Publisher: University of California Press

Pages: 436

Price: $35

Review Author: David Denton

An eminent Catholic philosopher, historian, attorney, law professor, and federal judge examines, in this historical essay, the course of freedom of religion in America and speculates on its future. He begins by sketching the history of religious liberty and religious persecution in question-and-answer form, an old-style catechetical approach that neatly fills in historical and theological background stretching from the Apostles to the American colonies.

He proceeds to argue that within European Christendom a new understanding of the human person was developing, and that in the American colonies — although many of them had been chartered with established religions — the realization that the human spirit could no longer abide in medieval structures took beneficially concrete form. A virtual revolution of toleration in the new United States was achieved, and the quietly persistent hero of this revolution was James Madison, the man whose concepts of “freedom of exercise” and “non-establishment” became common intellectual currency in our country. It is from Madison — who praised the free exercise of religion as “the lustre of our country” — that Noonan takes his title.

Noonan commands a breadth of reference and a depth of learning, along with a nose for the ironic and the ridiculous, that allow him to take the reader pleasurably through such varied topics as early interpretations of the First Amendment, religion’s role in American civil life (Tocqueville called religion America’s foremost political institution), the influence of John Witherspoon (Madison’s teacher and the only clergyman among the signers of the Declaration of Independence), Deism and the French Revolution, the movements against slavery and polygamy, the movements for temperance and civil rights, and the work of the American judiciary, particularly the Supreme Court.

Noonan argues that the American experiment in religious freedom has been basically beneficial, and that religion has something to learn from it. It is his contention that the Second Vatican Council (at which Noonan was an observer and advisor) reflects an acceptance of the validity and worth of American First Amendment principles. He acknowledges problems in the development of American religious freedom — the search-and-destroy missions that judicial rulings on religion have become — but claims that our freedom of exercise and freedom from establishment are still a beacon to the world. American religious freedom, he argues, has developed and fructified, much as Catholic doctrine has developed since the Second Vatican Council.

Such an analogy leaves this reviewer more alarmed than reassured. The woes of religion in America cannot be dismissed as a few bumps in the generally smooth road of cultural development. Americans today are enduring nothing less than a cultural deconstruction, imposed upon us by the courts and academia, which are themselves governed by a liberalism in epistemological crisis.

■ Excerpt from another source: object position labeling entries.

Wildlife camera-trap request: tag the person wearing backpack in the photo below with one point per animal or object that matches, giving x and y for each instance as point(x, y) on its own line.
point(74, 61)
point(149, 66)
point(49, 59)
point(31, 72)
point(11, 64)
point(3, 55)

The regnant ethos is an upper-middle-class hedonism that shrugs at neopaganism but snarls at Christian or Jewish orthodoxy. To attempt to quell worries about religious freedom in our country by pointing to the “development” of the Catholic Church since Vatican II is about as effective as dousing a smoldering fire with kerosene. “Freedom” is the byword of those in the American Catholic Church who willfully corrode the authority of Scripture and Magisterium, just as “freedom” is the byword of the elite academicians and Supreme Court justices who have virtually rewritten the U.S. Constitution in order to destroy the right to life, and who then admonish the Church and the world on the supremacy of conscience.

Noonan recounts with flair the history of American religious freedom. The degree of tarnish on its “lustre,” however, is something the reader must judge for himself.

Henri Nouwen: A Restless Searching for God

By Jurjen Beumer

Publisher: Crossroad

Pages: 190

Price: $19.95

Review Author: Eric M. Johnson

Modern spiritual books are much like modern diet books. Many provide facile solutions to deep problems. I suspect that most pop spiritual advice is like most pop dietary advice: It may work for a while but it doesn’t create lasting change in the hopeful seeker. Quick fixes in both realms come and go, selling millions of books year after year.

A glorious exception on the spiritual side is the work of Fr. Henri Nouwen (1932-1996), who created writings of depth and substance. They don’t make you “feel good.” They do make you feel. And they may make you good. I first came across him in 1993, in an article he wrote about a severely handicapped man he cared for. Nouwen called him Adam, and his account of Adam’s life and death moved me to tearful agreement with Nouwen about the intrinsic dignity of every human life.

Jurjen Beumer, a friend of Nouwen’s and a Protestant minister, has written Henri Nouwen: A Restless Searching for God as a summary of the thought and life of this remarkable man. Beumer begins with Nouwen’s birth in the Netherlands to a modestly prosperous tax lawyer and a devoutly religious mother. From the age of six Nouwen wanted to become a priest, and in 1957 he was ordained in his native country. After his ordination he was granted permission to study psychology in the U.S. As it turned out, he never truly returned home. He accepted an offer to help found the psychology department at Notre Dame University in the late 1960s. From there he moved on to Yale, where he taught for 10 years.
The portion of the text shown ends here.